Viscount Allenby, of Megiddo and of Felixstowe in the County of Suffolk, is a title in the Peerage of the United Kingdom. It was created on 7 October 1919 for the prominent military commander Field Marshal Sir Edmund Allenby, with remainder, in default of male issue of his own, to his younger brother Captain Frederick Claude Hynman Allenby and his heirs male lawfully begotten. The first Viscount's son was killed in action on the Western Front in 1917.

The creation of the peerage was accompanied by a financial grant of £50,000, .

The first Viscount was succeeded according to a special remainder by his nephew Captain Frederick Allenby, the second Viscount. The latter's son, the third Viscount, who succeeded in 1984 was one of the ninety elected hereditary peers that remain in the House of Lords after the passing of the House of Lords Act 1999, and sat as a crossbencher. As of 2020, the title is held by his son, the 4th Viscount, who succeeded in 2014.

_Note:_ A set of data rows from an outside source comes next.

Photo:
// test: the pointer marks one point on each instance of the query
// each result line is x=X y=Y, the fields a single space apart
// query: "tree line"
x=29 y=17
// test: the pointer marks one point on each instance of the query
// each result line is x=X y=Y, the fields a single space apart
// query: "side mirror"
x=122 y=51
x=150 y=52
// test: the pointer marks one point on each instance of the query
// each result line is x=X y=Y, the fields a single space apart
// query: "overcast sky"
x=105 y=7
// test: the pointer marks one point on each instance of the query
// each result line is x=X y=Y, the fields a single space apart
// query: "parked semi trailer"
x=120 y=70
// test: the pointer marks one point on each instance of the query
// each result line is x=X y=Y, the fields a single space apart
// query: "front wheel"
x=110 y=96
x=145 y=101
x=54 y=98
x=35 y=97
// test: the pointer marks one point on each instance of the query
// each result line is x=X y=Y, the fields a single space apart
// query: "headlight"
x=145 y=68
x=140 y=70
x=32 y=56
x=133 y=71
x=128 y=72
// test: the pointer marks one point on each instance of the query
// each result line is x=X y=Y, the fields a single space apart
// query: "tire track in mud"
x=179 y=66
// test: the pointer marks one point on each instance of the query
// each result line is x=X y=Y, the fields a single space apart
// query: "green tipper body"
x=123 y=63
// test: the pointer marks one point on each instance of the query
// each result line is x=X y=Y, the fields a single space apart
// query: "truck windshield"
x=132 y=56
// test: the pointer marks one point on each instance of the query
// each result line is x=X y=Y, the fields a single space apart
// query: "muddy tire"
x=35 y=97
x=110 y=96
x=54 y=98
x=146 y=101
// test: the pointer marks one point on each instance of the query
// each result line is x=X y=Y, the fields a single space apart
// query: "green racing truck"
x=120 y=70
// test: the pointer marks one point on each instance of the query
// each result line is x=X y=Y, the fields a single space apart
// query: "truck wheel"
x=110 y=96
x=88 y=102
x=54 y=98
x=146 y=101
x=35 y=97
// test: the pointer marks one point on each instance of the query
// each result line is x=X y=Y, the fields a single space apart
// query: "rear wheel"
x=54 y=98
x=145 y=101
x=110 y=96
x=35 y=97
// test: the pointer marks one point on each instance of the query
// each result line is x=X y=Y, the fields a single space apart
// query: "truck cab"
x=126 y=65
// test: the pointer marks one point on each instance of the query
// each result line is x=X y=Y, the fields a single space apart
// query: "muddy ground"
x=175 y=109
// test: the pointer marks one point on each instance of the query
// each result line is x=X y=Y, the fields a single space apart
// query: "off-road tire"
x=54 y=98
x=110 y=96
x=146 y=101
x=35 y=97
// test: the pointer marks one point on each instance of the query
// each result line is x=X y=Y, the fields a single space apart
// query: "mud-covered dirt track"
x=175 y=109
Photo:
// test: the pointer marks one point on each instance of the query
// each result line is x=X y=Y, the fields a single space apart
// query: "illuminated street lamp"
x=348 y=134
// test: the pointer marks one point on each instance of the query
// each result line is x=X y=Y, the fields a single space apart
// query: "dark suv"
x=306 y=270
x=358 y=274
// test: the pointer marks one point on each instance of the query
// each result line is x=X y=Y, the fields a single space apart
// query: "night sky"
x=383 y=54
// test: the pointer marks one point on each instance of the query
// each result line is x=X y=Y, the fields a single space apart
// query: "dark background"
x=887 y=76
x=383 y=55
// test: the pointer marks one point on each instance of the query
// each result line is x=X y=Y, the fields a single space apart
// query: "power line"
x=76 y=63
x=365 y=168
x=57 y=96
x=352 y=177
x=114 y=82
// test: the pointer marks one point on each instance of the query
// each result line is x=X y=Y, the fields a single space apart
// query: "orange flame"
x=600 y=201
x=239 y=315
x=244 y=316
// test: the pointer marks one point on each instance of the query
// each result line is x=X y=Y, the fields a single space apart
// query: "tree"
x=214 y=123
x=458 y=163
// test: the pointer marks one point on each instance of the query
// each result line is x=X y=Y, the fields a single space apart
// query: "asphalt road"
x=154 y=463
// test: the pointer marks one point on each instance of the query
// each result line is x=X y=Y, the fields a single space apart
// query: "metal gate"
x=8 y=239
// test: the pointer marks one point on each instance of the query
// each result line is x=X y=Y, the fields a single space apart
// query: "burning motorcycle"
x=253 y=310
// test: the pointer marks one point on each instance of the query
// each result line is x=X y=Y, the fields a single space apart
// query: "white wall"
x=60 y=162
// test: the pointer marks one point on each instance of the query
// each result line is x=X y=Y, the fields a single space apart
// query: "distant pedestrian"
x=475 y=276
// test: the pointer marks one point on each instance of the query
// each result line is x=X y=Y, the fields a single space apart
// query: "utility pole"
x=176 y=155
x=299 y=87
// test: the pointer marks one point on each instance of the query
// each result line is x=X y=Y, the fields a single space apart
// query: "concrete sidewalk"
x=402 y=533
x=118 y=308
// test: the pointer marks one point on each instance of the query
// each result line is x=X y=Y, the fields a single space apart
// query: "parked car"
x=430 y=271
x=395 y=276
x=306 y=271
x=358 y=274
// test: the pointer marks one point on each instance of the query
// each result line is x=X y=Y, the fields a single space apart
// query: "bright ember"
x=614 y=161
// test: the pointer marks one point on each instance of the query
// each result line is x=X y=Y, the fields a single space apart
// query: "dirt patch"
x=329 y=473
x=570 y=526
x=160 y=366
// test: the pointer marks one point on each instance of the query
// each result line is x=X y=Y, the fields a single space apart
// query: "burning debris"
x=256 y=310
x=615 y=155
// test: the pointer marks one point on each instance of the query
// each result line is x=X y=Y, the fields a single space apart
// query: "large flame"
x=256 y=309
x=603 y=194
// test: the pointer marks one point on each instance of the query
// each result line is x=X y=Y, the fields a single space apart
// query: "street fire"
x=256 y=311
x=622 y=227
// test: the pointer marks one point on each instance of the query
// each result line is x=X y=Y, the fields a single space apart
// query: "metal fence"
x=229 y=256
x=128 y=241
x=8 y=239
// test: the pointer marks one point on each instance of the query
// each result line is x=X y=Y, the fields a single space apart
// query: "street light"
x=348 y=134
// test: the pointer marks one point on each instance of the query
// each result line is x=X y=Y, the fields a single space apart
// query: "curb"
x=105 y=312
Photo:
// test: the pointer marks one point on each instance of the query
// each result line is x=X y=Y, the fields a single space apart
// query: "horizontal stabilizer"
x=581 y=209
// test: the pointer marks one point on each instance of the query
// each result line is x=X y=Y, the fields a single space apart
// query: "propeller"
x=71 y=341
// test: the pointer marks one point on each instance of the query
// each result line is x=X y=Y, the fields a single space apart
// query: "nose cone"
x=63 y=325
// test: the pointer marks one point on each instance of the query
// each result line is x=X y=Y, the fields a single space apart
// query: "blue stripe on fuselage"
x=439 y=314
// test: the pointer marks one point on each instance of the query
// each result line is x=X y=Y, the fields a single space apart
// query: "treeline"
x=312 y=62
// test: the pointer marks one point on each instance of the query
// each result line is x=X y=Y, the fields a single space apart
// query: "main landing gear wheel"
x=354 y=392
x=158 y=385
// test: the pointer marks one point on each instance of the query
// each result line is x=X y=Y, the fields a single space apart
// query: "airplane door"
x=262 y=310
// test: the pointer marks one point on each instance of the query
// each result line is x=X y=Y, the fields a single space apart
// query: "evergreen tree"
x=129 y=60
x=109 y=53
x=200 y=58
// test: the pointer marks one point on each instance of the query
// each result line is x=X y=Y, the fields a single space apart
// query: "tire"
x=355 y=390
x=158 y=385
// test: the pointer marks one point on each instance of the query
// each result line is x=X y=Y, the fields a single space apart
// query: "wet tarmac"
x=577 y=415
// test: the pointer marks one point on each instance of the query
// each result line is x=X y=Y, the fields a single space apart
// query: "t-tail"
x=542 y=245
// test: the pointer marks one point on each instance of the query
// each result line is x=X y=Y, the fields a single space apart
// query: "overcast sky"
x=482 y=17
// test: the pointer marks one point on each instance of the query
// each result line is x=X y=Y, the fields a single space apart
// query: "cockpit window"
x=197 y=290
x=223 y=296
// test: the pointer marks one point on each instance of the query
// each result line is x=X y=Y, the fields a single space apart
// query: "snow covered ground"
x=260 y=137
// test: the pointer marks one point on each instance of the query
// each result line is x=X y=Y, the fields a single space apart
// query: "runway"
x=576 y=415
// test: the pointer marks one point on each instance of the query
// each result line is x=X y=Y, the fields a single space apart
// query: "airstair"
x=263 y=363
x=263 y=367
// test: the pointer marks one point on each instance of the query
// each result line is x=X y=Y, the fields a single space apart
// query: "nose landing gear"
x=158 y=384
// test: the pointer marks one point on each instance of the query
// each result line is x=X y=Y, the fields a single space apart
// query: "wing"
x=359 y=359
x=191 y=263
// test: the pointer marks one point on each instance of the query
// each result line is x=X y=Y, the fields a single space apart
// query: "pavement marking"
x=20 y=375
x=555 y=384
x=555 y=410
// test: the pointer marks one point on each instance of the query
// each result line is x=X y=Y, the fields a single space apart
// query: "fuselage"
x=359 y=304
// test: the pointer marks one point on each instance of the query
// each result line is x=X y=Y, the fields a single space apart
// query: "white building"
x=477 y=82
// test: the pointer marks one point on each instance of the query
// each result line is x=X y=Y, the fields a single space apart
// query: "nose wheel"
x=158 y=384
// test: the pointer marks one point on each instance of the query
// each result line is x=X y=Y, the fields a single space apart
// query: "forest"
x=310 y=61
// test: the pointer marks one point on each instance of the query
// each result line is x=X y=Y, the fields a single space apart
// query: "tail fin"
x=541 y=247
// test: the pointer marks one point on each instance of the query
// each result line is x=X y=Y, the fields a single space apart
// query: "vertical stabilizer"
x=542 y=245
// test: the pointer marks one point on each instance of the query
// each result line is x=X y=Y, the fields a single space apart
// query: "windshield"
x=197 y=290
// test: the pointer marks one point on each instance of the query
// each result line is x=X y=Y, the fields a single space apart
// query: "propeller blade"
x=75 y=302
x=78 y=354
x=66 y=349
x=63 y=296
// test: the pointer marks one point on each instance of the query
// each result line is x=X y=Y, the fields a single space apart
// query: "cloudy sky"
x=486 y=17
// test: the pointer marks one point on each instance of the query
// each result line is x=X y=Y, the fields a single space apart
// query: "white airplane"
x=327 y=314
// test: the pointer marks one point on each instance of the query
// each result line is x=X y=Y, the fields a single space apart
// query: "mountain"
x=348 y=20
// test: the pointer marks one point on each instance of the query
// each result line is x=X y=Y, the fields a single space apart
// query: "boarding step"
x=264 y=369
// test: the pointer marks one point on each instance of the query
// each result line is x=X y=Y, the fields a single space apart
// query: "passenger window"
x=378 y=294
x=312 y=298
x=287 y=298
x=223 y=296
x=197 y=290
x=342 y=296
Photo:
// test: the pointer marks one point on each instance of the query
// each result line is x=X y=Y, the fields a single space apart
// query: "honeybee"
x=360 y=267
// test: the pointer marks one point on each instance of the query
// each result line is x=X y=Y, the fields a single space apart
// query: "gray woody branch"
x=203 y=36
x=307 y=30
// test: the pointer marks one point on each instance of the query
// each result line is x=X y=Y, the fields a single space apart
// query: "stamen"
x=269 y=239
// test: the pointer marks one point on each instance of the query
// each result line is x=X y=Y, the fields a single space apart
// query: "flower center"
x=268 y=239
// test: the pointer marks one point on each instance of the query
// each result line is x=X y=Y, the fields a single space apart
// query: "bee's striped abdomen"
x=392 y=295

The family seat is Newnham Lodge, near Hook, Hampshire.

==Viscounts Allenby (1919)==
- Edmund Henry Hynman Allenby, 1st Viscount Allenby (1861–1936)
  - Lt. Horace Michael Hynman Allenby, MC (1898–1917), only son of the 1st Viscount, killed in action before Viscountcy bestowed on his father.
  - Captain Frederick Claude Hynman Allenby, CBE, JP, RN (1864–1934), younger brother of the 1st Viscount, next in line through the special remainder.
- Dudley Jaffray Hynman Allenby, 2nd Viscount Allenby (1903–1984), nephew of the 1st Viscount, son of Frederick Allenby.
- Michael Jaffray Hynman Allenby, 3rd Viscount Allenby (1931–2014), only son of the 2nd Viscount
- Henry Jaffray Hynman Allenby, 4th Viscount Allenby (born 1968), only son of the 3rd Viscount

==Present peer==
Henry Jaffnay Hynman Allenby, 4th Viscount Allenby of Megiddo, the only son of the third Viscount Allenby and his wife Sara Margaret Wiggin, daughter of Lt. Colonel Peter Milner Wiggin, was born on 29 July 1968. On 29 September 1996 he married Louise Victoria Green, daughter of Michael Green, of Sands Farm, Faringdon. They have two sons, Harry Michael Edmund Allenby (born 2000, heir apparent) and Charles Michael James Allenby (born 2004).

He succeeded as Viscount Allenby on the death of his father in May 2014.

Allenby owns a company which manages woodlands and hedgerows. In December 2017, he was a guest of honour at the Tower of David Museum in Jerusalem, which staged a commemoration of General Allenby's capture of the city in 1917. He commented "To understand about Field Marshal Allenby you have to go to a museum. There were no movies made about him, as there were about Lawrence of Arabia."